Overheard On The Street

Here’s what they’re saying at mid-day:

Paul Rabbitt, President,
RabbittAnalytics.com: "Uncertainty due to the election fiasco will pressure
stocks this week. It could get pretty ugly if the election goes to the courts.
These are external events that are indeed unusual events for the stock market.
For those with staying power, the uncertainty is non-recurring. The overseas
mail-in votes will be counted the 17th and will likely result with Bush winning
the electoral vote by a slim margin. If Gore does not concede the election, his
lawsuits will fail to change the outcome. When the matter is settled we expect a
rally driving stocks upward through January-February."

Robin Griffiths, Global Technical
Strategist, HSBC: "Markets hate uncertainty. They want a result. Eventually
there will be a new President, but he will not have a huge margin of power. The
future is unlikely to feature big government. The economy will get on with its
own agenda guided by the Fed. Our road maps do predict that a bear phase will
follow from early in the new year. It will be in the presence of a strong
secular uptrend but will not finally end until late 2002.

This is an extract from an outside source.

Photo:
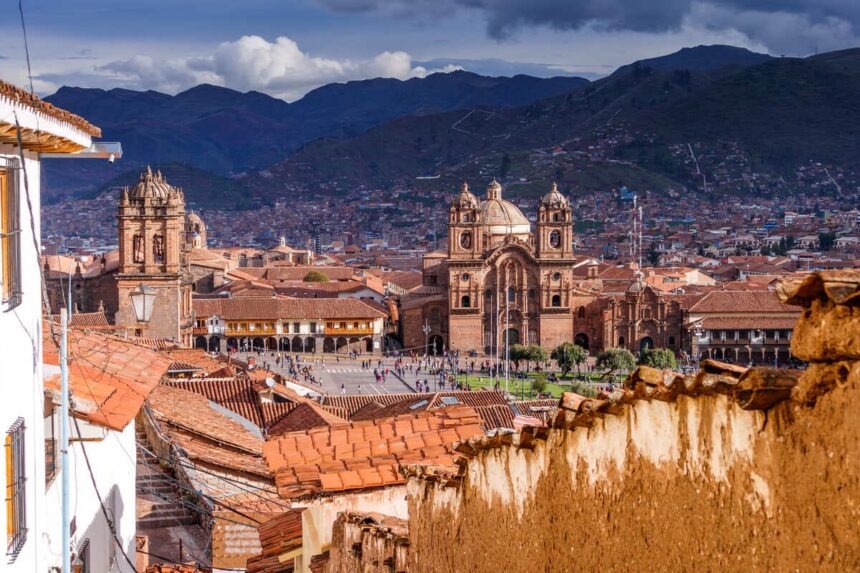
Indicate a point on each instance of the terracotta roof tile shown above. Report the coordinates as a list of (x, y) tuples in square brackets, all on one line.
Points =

Frank Gretz, Market Analyst, Shields
& Company: "Could it be another case of the market making the news
rather than the news making the market? Maybe the market has voted, and that
outcome is anything but uncertain. The market action, the weakness, isn’t just
about the political background. After all, many got exactly what they wanted.
They didn’t want Bush, they didn’t want Gore, and that’s what they got! That,
however, has nothing to do with why the Nasdaq lost 5% on Wednesday. Perhaps the market averages see problems of a fundamental rather than political type."